Thomas Keating says, “Addictions are the ultimate way of distracting oneself from the emotional pain one is unwilling to face.” He contends that as many as 98% of the western world suffers from the “the addictive process.” But then he writes, “Personally, I have never met anyone from the other 2 percent!”
I think he’s right. To be human is to be hungry, and we all find ourselves looking to satisfy that hunger with something that’s not able to fill us. In fact, it might just be that one of the most important things we do is acknowledge our hunger, our misplaced appetites, and our desperate need to be filled. As Keating points out: “The advantage of being an addict is that you know that you will never get well without help.”
So, what are your addictions? What are mine?
Of course, there are obvious ones: all manner of drugs, all manner of screens and the things they provide to us instantly. There are plenty of obviously detrimental addictions. But there are also plenty of more acceptable ones, too.

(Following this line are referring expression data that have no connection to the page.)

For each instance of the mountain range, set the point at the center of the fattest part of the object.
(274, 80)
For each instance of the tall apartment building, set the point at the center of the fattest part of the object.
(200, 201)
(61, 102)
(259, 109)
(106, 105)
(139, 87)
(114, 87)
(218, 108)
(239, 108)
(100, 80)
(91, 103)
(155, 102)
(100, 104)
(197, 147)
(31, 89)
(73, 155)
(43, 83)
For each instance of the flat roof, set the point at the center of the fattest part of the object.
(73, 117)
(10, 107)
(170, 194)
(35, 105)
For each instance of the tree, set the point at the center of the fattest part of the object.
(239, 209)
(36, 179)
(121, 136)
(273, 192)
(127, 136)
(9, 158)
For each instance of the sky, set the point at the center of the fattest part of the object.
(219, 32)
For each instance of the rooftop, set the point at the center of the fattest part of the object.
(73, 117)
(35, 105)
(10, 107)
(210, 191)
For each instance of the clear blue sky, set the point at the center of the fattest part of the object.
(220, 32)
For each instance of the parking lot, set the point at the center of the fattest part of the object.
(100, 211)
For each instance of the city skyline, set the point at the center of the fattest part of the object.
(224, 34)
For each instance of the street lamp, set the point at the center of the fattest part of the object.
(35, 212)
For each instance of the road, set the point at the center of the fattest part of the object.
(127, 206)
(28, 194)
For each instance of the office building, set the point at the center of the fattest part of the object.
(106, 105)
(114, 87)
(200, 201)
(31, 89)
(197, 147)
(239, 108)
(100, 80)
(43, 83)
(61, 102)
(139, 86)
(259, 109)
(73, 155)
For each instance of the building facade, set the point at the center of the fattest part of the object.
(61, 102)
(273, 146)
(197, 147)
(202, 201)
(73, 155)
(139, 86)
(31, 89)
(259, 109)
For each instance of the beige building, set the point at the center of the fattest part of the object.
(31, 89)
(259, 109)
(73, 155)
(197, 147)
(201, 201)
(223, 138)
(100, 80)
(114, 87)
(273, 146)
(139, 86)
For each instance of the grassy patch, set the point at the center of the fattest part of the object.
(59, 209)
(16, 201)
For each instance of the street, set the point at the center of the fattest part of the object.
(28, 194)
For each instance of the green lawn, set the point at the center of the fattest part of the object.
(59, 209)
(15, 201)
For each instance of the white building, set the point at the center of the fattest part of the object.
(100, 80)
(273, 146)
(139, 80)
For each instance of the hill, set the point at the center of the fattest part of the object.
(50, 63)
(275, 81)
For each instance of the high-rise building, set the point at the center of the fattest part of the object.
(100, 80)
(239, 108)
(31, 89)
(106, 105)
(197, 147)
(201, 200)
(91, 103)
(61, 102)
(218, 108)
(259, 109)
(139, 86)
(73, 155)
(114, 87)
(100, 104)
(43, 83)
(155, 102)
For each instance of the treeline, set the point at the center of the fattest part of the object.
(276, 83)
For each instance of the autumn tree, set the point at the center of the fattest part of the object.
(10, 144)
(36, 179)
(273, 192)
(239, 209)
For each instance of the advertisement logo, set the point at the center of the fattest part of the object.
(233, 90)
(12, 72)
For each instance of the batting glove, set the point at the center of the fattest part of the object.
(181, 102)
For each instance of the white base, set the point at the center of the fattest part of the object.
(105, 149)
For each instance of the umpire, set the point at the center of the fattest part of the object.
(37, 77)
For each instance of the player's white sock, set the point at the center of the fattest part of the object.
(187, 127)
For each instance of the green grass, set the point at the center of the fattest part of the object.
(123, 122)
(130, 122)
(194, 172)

Barbara Brown Taylor goes Keating one better, when she writes: “I am convinced that 99 percent of us are addicted to something, whether it is eating, shopping, blaming, or taking care of other people.” Taylor says that, for her, “the simplest definition of an addiction is anything we use to fill the empty place inside of us that belongs to God alone.” With that definition, just about anything can be used to fill the emptiness we are left with when we are left to do life on our own terms.
One obvious area of life that can be either healthy or addictive (or somewhere in between) is work. We all do it; most of us for pay. And when we retire, we still need meaningful work to do. Work is an essential part of what it means to be human. Working and creating are a vital part of how we reflect the image of our God, who is a creator.
But work can also be all-consuming, and it can make us feel god-like. By its very nature, work involves stewarding our gifts and abilities for the task at hand. And stewardship often leads to taking ownership of the job before us. And taking ownership can easily lead to taking control. And taking control can often take control of us.
I believe this is one of the reasons why God gives us Sabbath. It is a time of rest, yes. It is the ability to put aside the work of life, which never ends. But it is also a reminder: We are not God. We are not in charge of the world — or even our little piece of it. Taking sabbath/choosing rest/letting go is key to the discipline of letting God be God. Stepping away from work for a day or a season is a spiritual practice of remembering that God is in charge, and we must continue to learn to let Him take care of the things we can’t fix or control (which is to say, most everything).
What does this look like? Some suggestions:
Sleep. I’m a big believer in aiming for a good night’s sleep, every night. I don’t always get there, but it seems clear that most of us need at least 7 hours of uninterrupted sleep every night.
Take at least one day off from work. I don’t care if you are a pastor or a plumber, a teacher or a tech wizard, a manager or a managed — putting aside work for at least one day a week gives you time to rest, and to remember that it’s not all on your shoulders. In my pastoring days, I took Thursdays off — and amazingly, somehow, church went on just fine without me.
On that day off, do something life-giving and energizing. The beauty of seeing Sabbath as gift is that we don’t treat it as a day of have-to — but as a day of get-to. Instead of things we have to do or have to avoid, Sabbath is an invitation to step away from the daily requirements and step into the things that give us life and joy. Maybe for you that’s gardening. Or working with wood. Or going for a long run. Or sitting on the bench, silently watching the people that walk by and the birds that fly by. Maybe you get up early and read, or it’s the one day you don’t jump out bed to the sound of an obnoxious alarm. Perhaps for you Sabbath is time with family, or maybe it’s time alone. Either way: How different does your life look when you take 1 day out of 7 to be a human being rather than a human doing?
Find moments of Sabbath every day. Even on our busiest days, it’s helpful to take moments where we step off the hamster wheel. In fact, it can start at the beginning of our day, before we even get on the wheel. Don’t get on email or facebook when you first get up. If you drive to work alone, take time for silence and prayer (note to myself: especially if traffic is frustrating). Get outside, even if just for a few minutes. Talk to at least one person each day where you deliberately choose not to rush the person to “get to the point.” Turn off phone notifications at 9:00 or 10:00 at night. Finding Sabbath moments might not look the same for all of us, but how different does your day look when you find moments not to rush or respond, but to receive?
The writer Andy Crouch says this is why we need to set up a “rule of life” — a pattern by which we live and schedule our days. He says: “Until you have a rule you don’t know what your compulsions are.” Until you take a sabbath, you don’t know how much you feel compelled to work. Until you choose not to pick up your phone in the morning, you don’t know how much you depend on it. Until you try a day without coffee, you don’t know how much you depend on caffeine. Until you stop and rest, you don’t know how much you are addicted to going and doing.
In the end, I am more impressed with leaders who don’t simply say they trust God — but who live like it by turning off, dialing down, stepping away, and releasing control. Sabbath, after all, is primarily a gift, not a duty — a gift the wisest among us embrace as an essential element of a faithful life, of a life well-lived.